Definitions of the technical vocabulary used across CrowLingo — bioacoustics, AI audio models, and corvid behavior. One sentence each. Click any term's deep link to read the methods page where it's explained at length.
- Embedding
- A learned vector representation of an input. For crow audio: a 1,024-number list a model produces for one clip; similar clips → nearby vectors.
- Latent space
- The high-dimensional space embeddings live in. Geometry inside it approximates acoustic similarity — close = similar, far = different.
- UMAP
- Uniform Manifold Approximation and Projection. A non-linear dimensionality reducer that flattens 1,024-dim embeddings to 2-D for visualization.
- HDBSCAN
- Hierarchical Density-Based Spatial Clustering of Applications with Noise. Finds dense clusters of arbitrary shape without requiring a target cluster count.
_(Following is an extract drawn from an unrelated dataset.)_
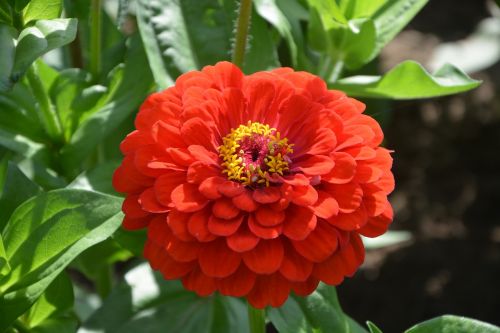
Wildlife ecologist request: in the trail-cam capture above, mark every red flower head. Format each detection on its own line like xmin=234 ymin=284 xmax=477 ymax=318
xmin=113 ymin=62 xmax=394 ymax=308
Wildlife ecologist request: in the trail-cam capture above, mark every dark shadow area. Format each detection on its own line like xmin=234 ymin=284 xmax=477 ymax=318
xmin=338 ymin=0 xmax=500 ymax=333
- Self-supervised learning (SSL)
- Training paradigm where a model creates its own supervision signal from unlabeled data — e.g. by predicting masked parts of a spectrogram from the rest.
- NatureLM-audio
- Earth Species Project's audio-language foundation model for bioacoustics (ICLR 2025). Audio in, natural language out. Zero-shot species + behavioral classification.
- BirdNET
- Open-source deep-learning bird-sound classifier from Cornell Lab + Chemnitz UT. The workhorse for avian detection in long recordings.
- Perch
- Google's bioacoustics embedding model (PANNs/PaSST lineage). Stronger within-species detail than BirdNET; broader audio coverage than NatureLM-audio.
- Syrinx
- The bird vocal organ. Located at the bifurcation of the trachea into the bronchi. Two independent sound sources, which is why birds can make two notes at once.
- Spectrogram
- A time-frequency-intensity plot of an audio clip. Time on the x-axis, frequency on the y, color = energy at (t, f).
- Graded calls
- Calls that vary continuously along acoustic dimensions rather than belonging to discrete categories. Appear as bridges between clusters on the vocal map.
- Dialect
- Group-level acoustic variation in calls. Crow family groups show measurable centroid differences in their shared call types — early evidence for crow dialect.
- Syntax (in animal communication)
- Combinatorial structure where call order carries meaning beyond the sum of parts. For crows: statistical regularities exist; behavioral confirmation is thin.